I shrug and press my lips together to try to stop my chin from wobbling.

Owen lets the silence hang for a second, before speaking softly. “And now you live here, all cozy in your grandparents’ place, knitting things, and making Elsa happy by chucking snowballs for her.”

I smile, my eyes moist with tears that haven’t yet fallen. “And we’re doing great. She’s my world.” I watch her side rise and fall as she naps by the crackling fire. “She gave purpose to my days and brought me back to life. Without her I might still be lying right where she is now, crying into the rug.”

As hard as I try to hold it back, one tear spills out and trickles slowly over my cheek.

Before I realize what’s happening, he leans in, pushes my hair back from my face then wipes away the tear with his thumb. He leaves his fingers resting against my cheek and looks at me in silence.

And there it is again, that fizz in the air between us—that spark, that connection.

If he can’t hear my heart thumping, he must be able to see the tremble run through me.

Braver than I’ve ever been in my life, I place my hand over his and press it against my face.

I’m suddenly aware that we’ve both moved closer.

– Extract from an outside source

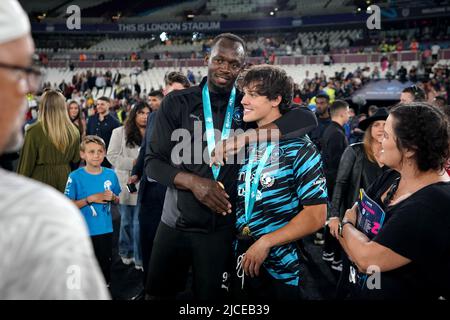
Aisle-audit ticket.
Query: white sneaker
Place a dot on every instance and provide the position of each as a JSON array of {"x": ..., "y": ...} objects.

Our foreheads are almost touching.

“You’ll leave tomorrow,” I whisper. “And we’ll never see each other again.”

He nods. “I’ve thought that too.”

I look into his eyes and try to see his soul like I’m sure he can see mine. “That means you can't ever hurt me.”

He laces his fingers with mine.

“Also.” I turn my face into his hand and plant a gentle kiss on the palm where I pulled the sliver from earlier. “You’re sexy as all hell.”

9

SUMMER

Holy shitbags. I’m about to kiss a virtual stranger. An exceptionally hot, virtual stranger who’s sitting on my sofa drinking my grandpa’s whiskey.